This week, our Hero of Progress is Virginia Apgar, an American anesthesiologist and medical researcher who created a test that is used to quickly assess the health of newborn babies and to determine whether infants need immediate neonatal medical care. The test, which is named the "Apgar Score" continues to be used as a standard practice across the world and it is credited with saving the lives of millions of babies since 1952.
Virginia Apgar was born in Westfield, New Jersey, on June 7, 1909. Apgar had two older brothers, one of whom died at a young age due to tuberculosis, while the other lived with a chronic illness. Inspired by both of her brothers’ medical problems, Apgar opted for a career in the medical industry. In 1929, Apgar earned a degree in zoology with minors in physiology and chemistry from Mount Holyoke College, and in the same year, she began her medical training at Columbia University’s College of Physicians and Surgeons (P&S).
Professorship in anesthesiology freed Apgar from many administrative duties, thus enabling her to devote more of her time to research.
Apgar obtained her MD in 1933 and began a two-year surgical internship at P&S’s Presbyterian Hospital. In spite of her good performance, P&S’s chairman, who was worried about economic prospects of new women surgeons during the Great Depression, advised Apgar to make a career in anesthesiology—a new field of study that was beginning to take shape as a medical, rather than a strictly nursing, speciality.
Apgar accepted the advice and after her internship ended in 1936, she began a year-long anesthetist training course at the Presbyterian Hospital. After completing the course, Apgar performed residencies in anesthesiology at the University of Wisconsin and Bellevue Hospital in Manhattan, NYC. In 1938, she returned to the Presbyterian Hospital and became the director of the newly established division of anesthesia. Apgar was the first woman to hold the position of a director at the Presbyterian Hospital.
In 1949, Apgar also became the first female to hold a full professorship at P&S. Professorship in anesthesiology freed Apgar from many administrative duties, thus enabling her to devote more of her time to research.

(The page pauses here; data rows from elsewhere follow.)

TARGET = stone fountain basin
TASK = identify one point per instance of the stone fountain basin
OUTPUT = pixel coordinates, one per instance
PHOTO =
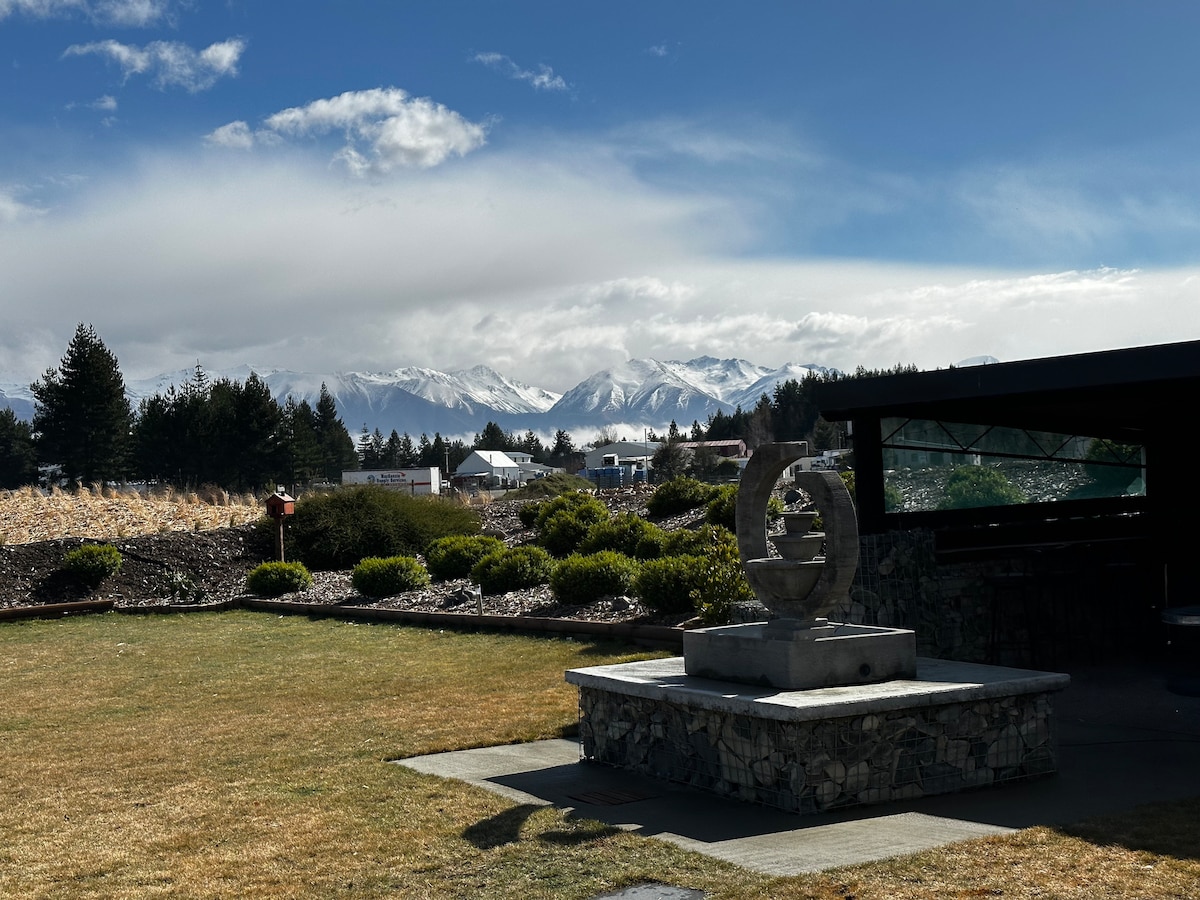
(784, 585)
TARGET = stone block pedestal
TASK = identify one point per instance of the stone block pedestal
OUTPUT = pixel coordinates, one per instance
(953, 726)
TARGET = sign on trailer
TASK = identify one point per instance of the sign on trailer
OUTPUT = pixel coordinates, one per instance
(415, 481)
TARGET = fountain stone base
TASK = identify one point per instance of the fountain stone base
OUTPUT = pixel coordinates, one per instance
(785, 654)
(954, 726)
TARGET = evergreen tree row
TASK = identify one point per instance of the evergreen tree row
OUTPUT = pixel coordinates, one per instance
(228, 433)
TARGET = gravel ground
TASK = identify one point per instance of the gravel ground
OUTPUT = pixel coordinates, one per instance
(210, 567)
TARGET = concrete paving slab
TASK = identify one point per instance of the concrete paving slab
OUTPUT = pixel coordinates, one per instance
(1123, 741)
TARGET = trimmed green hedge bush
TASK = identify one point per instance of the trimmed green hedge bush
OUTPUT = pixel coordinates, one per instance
(586, 579)
(276, 579)
(667, 585)
(513, 569)
(678, 495)
(564, 521)
(699, 543)
(723, 508)
(454, 557)
(336, 529)
(376, 576)
(627, 533)
(93, 563)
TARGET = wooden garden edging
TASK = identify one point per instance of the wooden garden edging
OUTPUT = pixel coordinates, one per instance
(54, 611)
(657, 636)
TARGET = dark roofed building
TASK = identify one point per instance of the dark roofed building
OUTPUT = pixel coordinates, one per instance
(1096, 455)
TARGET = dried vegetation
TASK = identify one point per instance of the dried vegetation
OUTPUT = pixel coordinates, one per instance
(30, 515)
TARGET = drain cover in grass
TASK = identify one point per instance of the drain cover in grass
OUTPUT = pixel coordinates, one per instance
(653, 892)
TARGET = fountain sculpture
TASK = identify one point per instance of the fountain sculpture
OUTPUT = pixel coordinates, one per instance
(805, 714)
(799, 647)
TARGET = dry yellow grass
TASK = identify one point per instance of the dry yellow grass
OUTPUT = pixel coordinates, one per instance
(29, 515)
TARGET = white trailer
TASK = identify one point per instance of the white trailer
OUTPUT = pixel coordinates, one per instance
(414, 481)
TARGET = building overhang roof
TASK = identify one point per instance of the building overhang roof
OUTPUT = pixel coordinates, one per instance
(1116, 394)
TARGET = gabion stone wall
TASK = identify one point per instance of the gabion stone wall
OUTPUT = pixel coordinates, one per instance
(813, 766)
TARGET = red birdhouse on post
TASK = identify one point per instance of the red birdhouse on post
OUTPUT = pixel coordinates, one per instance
(279, 505)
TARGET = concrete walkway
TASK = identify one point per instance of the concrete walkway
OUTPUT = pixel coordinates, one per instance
(1123, 741)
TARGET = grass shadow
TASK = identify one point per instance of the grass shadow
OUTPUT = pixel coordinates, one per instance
(502, 828)
(1170, 829)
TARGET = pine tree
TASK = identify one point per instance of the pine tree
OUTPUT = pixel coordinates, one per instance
(493, 437)
(17, 461)
(82, 418)
(337, 450)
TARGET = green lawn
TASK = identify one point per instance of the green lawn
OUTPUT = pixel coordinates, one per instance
(245, 755)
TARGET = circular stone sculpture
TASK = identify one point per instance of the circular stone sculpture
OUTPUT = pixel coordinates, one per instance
(796, 589)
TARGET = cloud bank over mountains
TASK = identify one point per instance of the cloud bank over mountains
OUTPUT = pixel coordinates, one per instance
(637, 395)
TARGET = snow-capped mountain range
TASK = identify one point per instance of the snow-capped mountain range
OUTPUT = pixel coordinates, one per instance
(639, 394)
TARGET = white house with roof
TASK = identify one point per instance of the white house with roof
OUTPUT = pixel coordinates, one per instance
(622, 453)
(493, 468)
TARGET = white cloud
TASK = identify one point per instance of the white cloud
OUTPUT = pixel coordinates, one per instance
(546, 263)
(235, 136)
(384, 129)
(171, 64)
(544, 79)
(138, 13)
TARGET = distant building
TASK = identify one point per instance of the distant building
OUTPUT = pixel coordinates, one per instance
(490, 469)
(622, 453)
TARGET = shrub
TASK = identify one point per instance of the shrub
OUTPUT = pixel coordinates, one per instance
(181, 588)
(550, 486)
(586, 579)
(336, 529)
(275, 579)
(970, 486)
(513, 569)
(454, 557)
(93, 563)
(723, 508)
(528, 514)
(376, 576)
(720, 585)
(667, 585)
(628, 533)
(678, 495)
(564, 521)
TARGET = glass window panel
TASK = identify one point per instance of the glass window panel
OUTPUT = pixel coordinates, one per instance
(1005, 466)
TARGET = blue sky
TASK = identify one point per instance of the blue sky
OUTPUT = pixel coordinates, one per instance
(551, 187)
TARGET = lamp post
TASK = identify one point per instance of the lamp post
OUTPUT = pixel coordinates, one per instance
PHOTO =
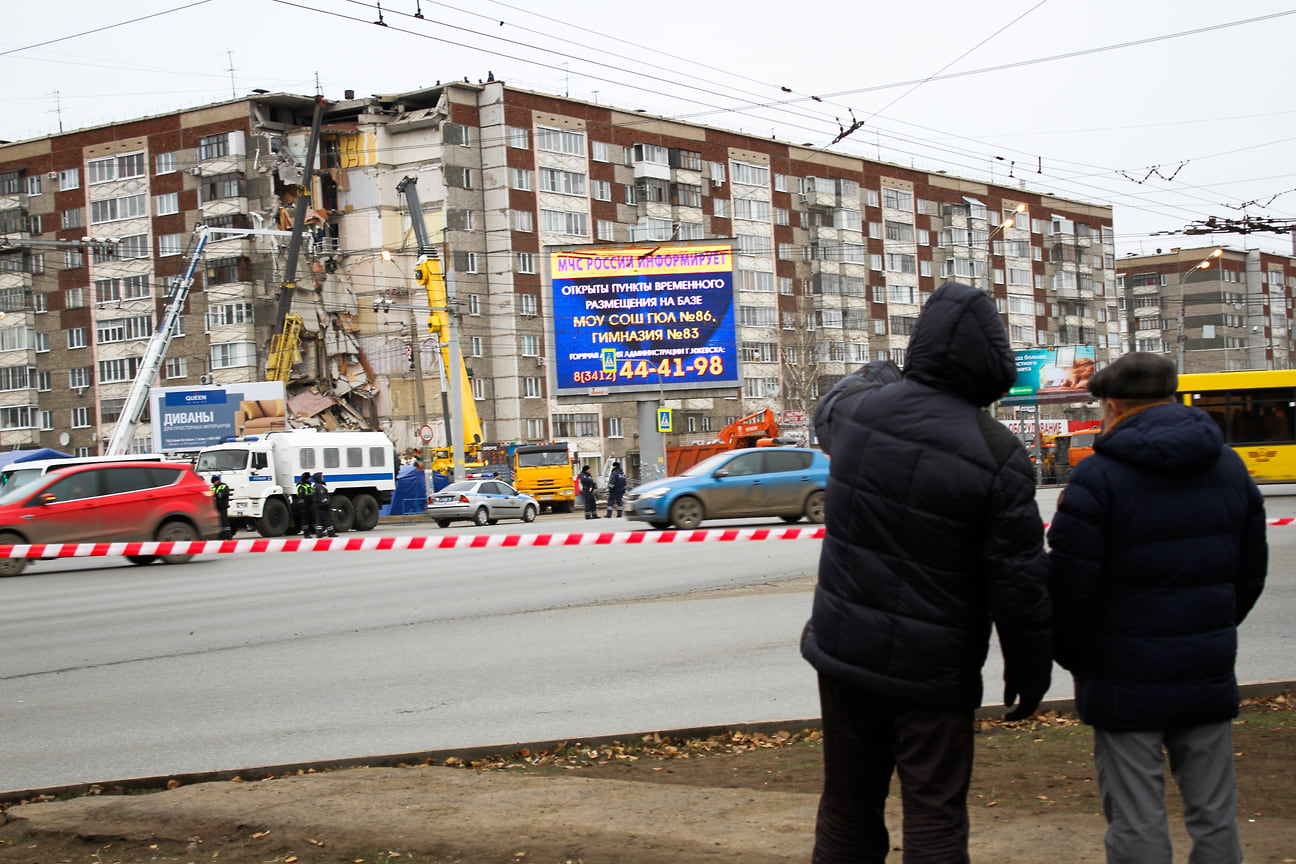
(989, 244)
(1183, 277)
(416, 362)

Apgar noticed that infant (i.e., baby between the ages of 0 and 1) mortality in the United States rapidly declined between the 1930s and the 1950s. However, the death rate for babies in the first 24 hours after birth stayed the same. Perplexed by this discrepancy, Apgar began documenting the differences between healthy newborns and newborns requiring medical attention.

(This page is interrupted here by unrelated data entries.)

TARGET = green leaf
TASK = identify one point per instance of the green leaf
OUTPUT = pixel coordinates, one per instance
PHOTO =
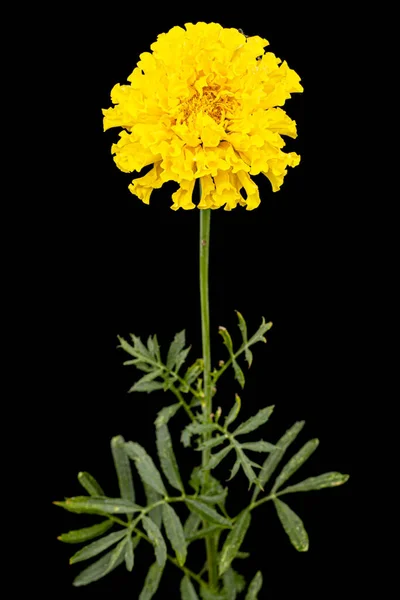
(89, 483)
(243, 330)
(156, 538)
(218, 457)
(276, 456)
(145, 466)
(86, 534)
(233, 412)
(191, 525)
(123, 468)
(146, 383)
(175, 533)
(175, 348)
(152, 497)
(317, 483)
(98, 546)
(293, 525)
(254, 587)
(206, 512)
(129, 557)
(165, 414)
(187, 590)
(234, 541)
(254, 422)
(212, 442)
(97, 570)
(152, 582)
(98, 506)
(260, 446)
(167, 458)
(295, 463)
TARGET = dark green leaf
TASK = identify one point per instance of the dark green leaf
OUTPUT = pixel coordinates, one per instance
(175, 348)
(167, 458)
(260, 446)
(254, 587)
(156, 538)
(152, 582)
(152, 497)
(97, 570)
(129, 557)
(187, 590)
(293, 525)
(233, 412)
(234, 541)
(243, 330)
(295, 463)
(276, 456)
(146, 467)
(165, 414)
(89, 483)
(254, 422)
(86, 534)
(123, 468)
(191, 525)
(218, 457)
(175, 532)
(207, 513)
(98, 506)
(98, 546)
(317, 483)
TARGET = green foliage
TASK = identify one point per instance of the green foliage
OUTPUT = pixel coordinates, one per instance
(161, 522)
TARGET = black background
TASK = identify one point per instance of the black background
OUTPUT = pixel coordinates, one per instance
(105, 264)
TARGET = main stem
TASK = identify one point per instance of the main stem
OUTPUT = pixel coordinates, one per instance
(205, 216)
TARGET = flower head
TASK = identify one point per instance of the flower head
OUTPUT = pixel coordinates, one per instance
(204, 104)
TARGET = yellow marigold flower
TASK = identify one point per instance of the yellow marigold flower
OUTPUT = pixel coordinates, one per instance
(204, 104)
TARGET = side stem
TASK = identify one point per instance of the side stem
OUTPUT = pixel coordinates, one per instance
(205, 216)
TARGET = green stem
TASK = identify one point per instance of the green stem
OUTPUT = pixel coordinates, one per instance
(205, 216)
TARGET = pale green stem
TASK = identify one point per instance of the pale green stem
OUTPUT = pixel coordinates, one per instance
(205, 216)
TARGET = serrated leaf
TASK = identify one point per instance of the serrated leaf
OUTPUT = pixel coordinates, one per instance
(187, 590)
(276, 456)
(325, 480)
(157, 539)
(167, 458)
(146, 383)
(254, 587)
(206, 512)
(295, 463)
(89, 483)
(84, 535)
(151, 498)
(293, 525)
(234, 541)
(145, 466)
(98, 546)
(98, 506)
(129, 557)
(175, 348)
(243, 329)
(123, 468)
(152, 582)
(191, 525)
(233, 412)
(254, 422)
(260, 446)
(212, 442)
(218, 457)
(165, 414)
(175, 533)
(97, 570)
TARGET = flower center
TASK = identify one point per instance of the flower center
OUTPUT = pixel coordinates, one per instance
(214, 103)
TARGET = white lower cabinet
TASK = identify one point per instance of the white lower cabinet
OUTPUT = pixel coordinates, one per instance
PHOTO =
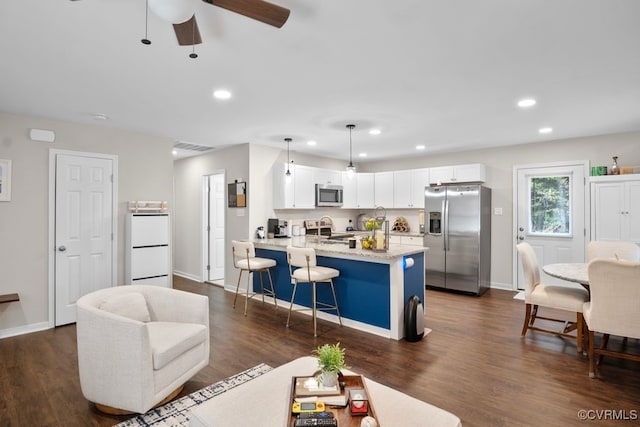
(615, 208)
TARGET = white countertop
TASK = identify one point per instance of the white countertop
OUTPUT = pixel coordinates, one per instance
(338, 249)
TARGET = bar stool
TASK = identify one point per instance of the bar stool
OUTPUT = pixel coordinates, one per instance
(308, 271)
(244, 258)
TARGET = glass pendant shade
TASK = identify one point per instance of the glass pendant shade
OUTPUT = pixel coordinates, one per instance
(173, 11)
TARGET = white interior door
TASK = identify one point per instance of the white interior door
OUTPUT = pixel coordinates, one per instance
(550, 214)
(215, 227)
(83, 230)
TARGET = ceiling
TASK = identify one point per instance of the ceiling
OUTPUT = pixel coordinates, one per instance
(444, 74)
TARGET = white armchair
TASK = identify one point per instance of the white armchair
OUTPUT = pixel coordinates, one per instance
(138, 345)
(614, 308)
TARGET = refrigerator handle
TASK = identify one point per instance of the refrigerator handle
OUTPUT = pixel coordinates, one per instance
(445, 224)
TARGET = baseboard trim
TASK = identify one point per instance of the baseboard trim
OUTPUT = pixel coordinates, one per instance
(503, 286)
(187, 276)
(26, 329)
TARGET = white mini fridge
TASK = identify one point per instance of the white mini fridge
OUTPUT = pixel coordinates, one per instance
(148, 257)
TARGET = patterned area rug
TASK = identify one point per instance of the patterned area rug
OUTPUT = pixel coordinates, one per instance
(176, 412)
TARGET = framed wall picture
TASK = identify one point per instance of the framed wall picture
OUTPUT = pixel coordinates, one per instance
(5, 180)
(237, 194)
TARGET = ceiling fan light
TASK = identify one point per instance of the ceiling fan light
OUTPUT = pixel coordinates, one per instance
(173, 11)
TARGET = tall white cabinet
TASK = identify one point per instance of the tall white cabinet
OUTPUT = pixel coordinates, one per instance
(148, 254)
(615, 207)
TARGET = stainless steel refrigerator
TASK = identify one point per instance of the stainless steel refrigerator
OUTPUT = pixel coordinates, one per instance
(458, 234)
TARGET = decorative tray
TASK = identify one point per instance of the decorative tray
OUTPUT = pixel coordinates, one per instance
(341, 413)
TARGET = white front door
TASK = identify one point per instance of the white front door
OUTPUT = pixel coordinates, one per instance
(83, 230)
(550, 214)
(216, 227)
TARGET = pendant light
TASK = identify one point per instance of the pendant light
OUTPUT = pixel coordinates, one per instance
(351, 169)
(288, 172)
(145, 40)
(193, 54)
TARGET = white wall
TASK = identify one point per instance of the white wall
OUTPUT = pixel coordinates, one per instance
(188, 231)
(500, 162)
(145, 166)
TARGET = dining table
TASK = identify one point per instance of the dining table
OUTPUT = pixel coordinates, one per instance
(577, 272)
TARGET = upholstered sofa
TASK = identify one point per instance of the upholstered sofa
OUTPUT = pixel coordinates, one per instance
(138, 345)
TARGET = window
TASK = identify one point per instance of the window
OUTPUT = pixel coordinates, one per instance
(550, 205)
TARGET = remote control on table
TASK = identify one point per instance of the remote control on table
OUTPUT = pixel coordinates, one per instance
(316, 422)
(316, 415)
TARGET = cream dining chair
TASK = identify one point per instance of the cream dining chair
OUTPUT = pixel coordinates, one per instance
(614, 308)
(613, 249)
(303, 268)
(244, 259)
(536, 294)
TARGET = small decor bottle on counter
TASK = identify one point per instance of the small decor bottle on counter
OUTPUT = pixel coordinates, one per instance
(615, 170)
(379, 239)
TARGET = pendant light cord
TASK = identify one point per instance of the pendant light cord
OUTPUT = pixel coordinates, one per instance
(145, 40)
(288, 140)
(350, 126)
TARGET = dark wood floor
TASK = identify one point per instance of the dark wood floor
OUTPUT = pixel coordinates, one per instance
(473, 364)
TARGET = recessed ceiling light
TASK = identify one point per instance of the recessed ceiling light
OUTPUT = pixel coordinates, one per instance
(527, 102)
(99, 116)
(222, 94)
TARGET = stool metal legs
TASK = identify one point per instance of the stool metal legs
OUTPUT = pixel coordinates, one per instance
(271, 292)
(315, 305)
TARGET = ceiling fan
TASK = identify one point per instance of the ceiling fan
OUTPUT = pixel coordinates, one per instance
(188, 34)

In 1952, Apgar created a test called the “Apgar score” that medical professionals could use to asses the health of newborn infants. The Apgar scoring system gives each newborn a score of 0, 1 or 2. Zero denotes the worst possible condition and two denotes the ideal condition across each of the following five categories: activity (muscle tone), pulse, grimace (reflex irritability), appearance (skin color) and respiration. To make her assessment easy to remember, the first letter of each of the five categories spells “APGAR.”
The use of the Apgar Score is credited with lowering the infant mortality rate by considerably increasing the likelihood of babies’ survival in the first 24 hours after birth.

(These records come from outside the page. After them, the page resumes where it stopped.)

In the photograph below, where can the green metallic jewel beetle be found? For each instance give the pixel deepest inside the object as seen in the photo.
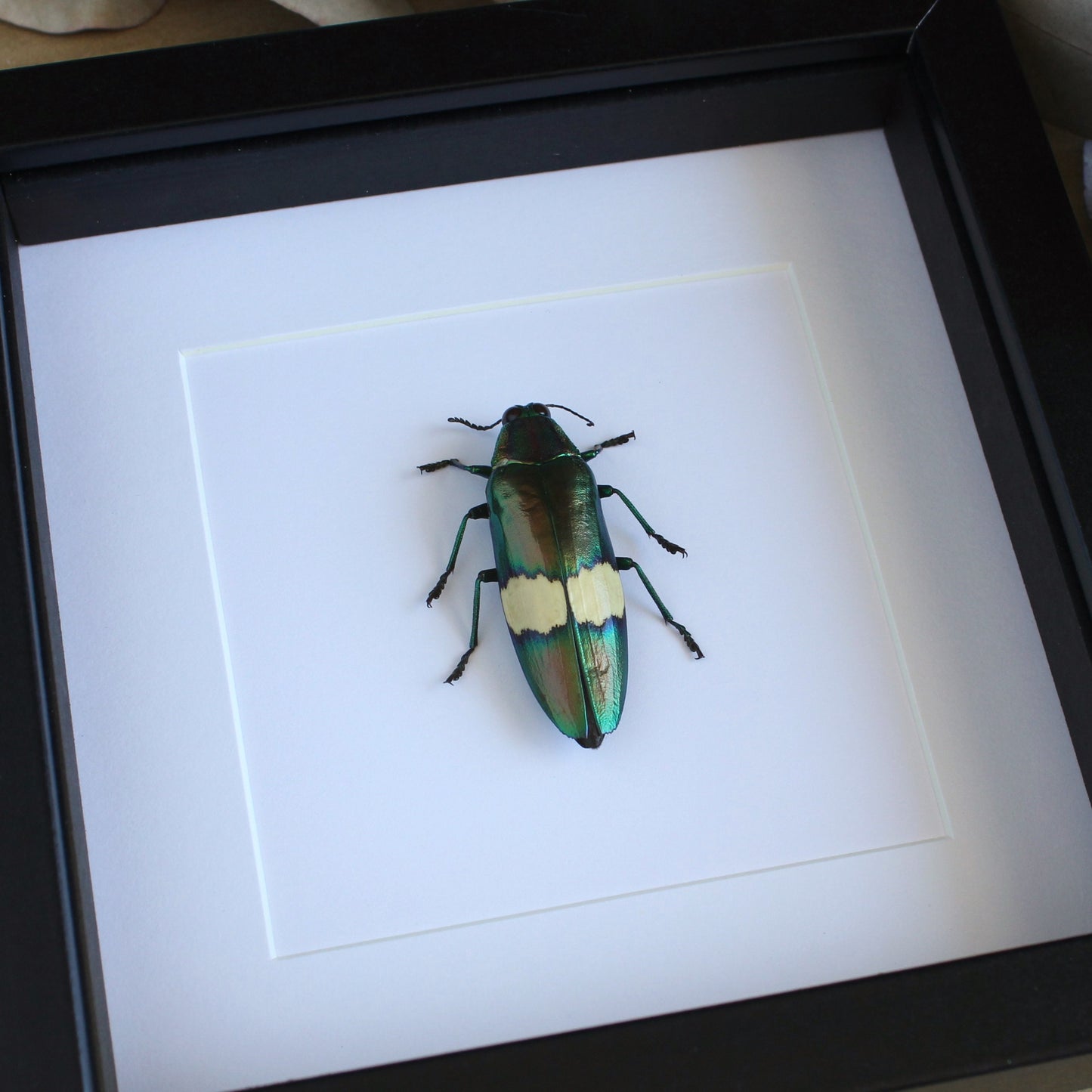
(558, 574)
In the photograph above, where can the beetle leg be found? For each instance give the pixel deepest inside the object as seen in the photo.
(480, 512)
(481, 471)
(628, 562)
(610, 490)
(588, 456)
(488, 577)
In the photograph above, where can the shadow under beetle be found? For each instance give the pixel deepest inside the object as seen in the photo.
(558, 574)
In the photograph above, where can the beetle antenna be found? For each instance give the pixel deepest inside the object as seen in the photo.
(554, 405)
(481, 428)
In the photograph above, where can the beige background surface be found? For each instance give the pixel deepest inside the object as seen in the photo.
(1054, 39)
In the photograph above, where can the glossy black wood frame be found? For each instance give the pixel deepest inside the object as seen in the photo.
(234, 127)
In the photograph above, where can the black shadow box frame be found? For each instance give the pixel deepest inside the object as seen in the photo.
(139, 140)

The test is usually performed on newborn babies one minute and then five minutes after birth. A cumulative score of three or below is typically categorized as critically low and a cause for immediate medical action. Apgar’s test soon became common practice across the world. It remains a standard procedure to assess the health of newborn babies today.
In 1959, Apgar graduated with a Master of Public Health degree from Johns Hopkins University and began working for the March of Dimes Foundation—an American nonprofit organization that works to improve the health of mothers and babies—directing its research program with a focus on the treatment and prevention of birth defects.
While working at the March of Dimes, Apgar also became an outspoken advocate for universal vaccinations to prevent the mother-to-child transmission of rubella. Later in life, Apgar became a lecturer and then a clinical professor of pediatrics at Cornell University. She died on August 7, 1974.
Throughout her career, Apgar received numerous honorary doctorates and was awarded the Distinguished Service Award from the American Society of Anesthesiologists (1966) and the Woman of the Year in Science by Ladies Home Journal (1973). In 1995, she was inducted into the U.S. National Women’s Hall of Fame.
The use of the Apgar Score is credited with lowering the infant mortality rate by considerably increasing the likelihood of babies’ survival in the first 24 hours after birth. The invention and use of Apgar’s test has saved millions of lives and continues to save thousands more every day.